An element of $\mathbb{Z}$ is then a collection of pairs of natural numbers: $[(a,b)] = \{(n,m)\in\mathbb{N}\times\mathbb{N} \mid (n,m)\sim(a,b)\}$.
So for example, one element of $\mathbb{Z}$ consists of all elements that are equivalent to $(1,0)$, namely $$[(1,0)] = \{(1,0), (2,1), (3,2), (4,3), (5,4), \ldots, (n+1,n),\ldots\}.$$
To get an intuitive idea of what you are doing here, consider the set of equations of the form $$a = x+b, \quad a,b\in\mathbb{N}.$$ Some of these equations have solutions in $\mathbb{N}$ (when $a\geq b$; or if your natural numbers do not include $0$, then when $a\gt b$). But some do not. We want to “extend” $\mathbb{N}$ to a larger set in which all these equations have solutions. So we identify each equation $a=x+b$ with the pair $(a,b)$, and we think of the pair $(a,b)$ as being “the solution to $a=x+b$.” However, different pairs yield the same solution: for example, $(a,b)$ is the same solutions as $(a+1,b+1)$, since if $a=x+b$, then $a+1 = x +(b+1)$. And more generally, $(a,b)$ represents the same solution as $(c,d)$ if and only if $a+d=b+c$. So you define an equivalence relation in which two pairs are “equivalent” precisely when they correspond to the same solution. And then you take the set of equivalence classes to get the larger set that includes all solutions to all of these equations.
Some further work then establishes that this construction gives you something that essentially behaves like the $\mathbb{Z}$ we think we know and sometimes love, and so we declare this to be $\mathbb{Z}$.

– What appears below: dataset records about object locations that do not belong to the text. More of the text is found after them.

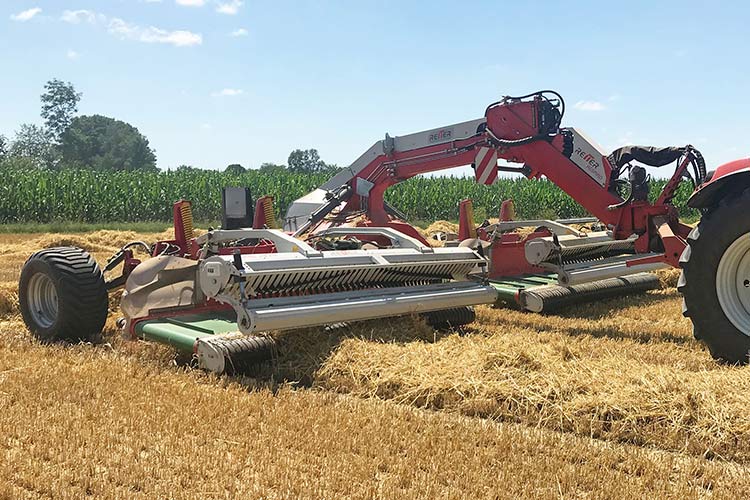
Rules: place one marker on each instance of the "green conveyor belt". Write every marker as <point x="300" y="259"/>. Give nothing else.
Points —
<point x="181" y="332"/>
<point x="508" y="288"/>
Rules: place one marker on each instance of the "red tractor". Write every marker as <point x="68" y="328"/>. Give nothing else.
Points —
<point x="346" y="255"/>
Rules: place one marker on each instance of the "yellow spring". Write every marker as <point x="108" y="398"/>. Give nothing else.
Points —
<point x="268" y="212"/>
<point x="186" y="212"/>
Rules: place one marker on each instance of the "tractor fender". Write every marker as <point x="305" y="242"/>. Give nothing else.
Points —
<point x="726" y="179"/>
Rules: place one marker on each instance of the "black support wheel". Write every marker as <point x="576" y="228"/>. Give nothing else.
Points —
<point x="715" y="279"/>
<point x="62" y="295"/>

CAVEAT: I don’t know how your book/notes motivate the construction. Instead of having $(a,b)$ “represent” the equation $a=x+b$, it’s possible that it is thought to represent the equation $a+x=b$; the idea is essentially the same, but you will eventually show that you have a “copy” of $\mathbb{N}$ sitting inside $\mathbb{Z}$, and whatever your motivation is will determine whether this is accomplished by sending $n$ to the class of $(n,0)$ or to the class of $(0,n)$. The construction is the same, just slightly different details.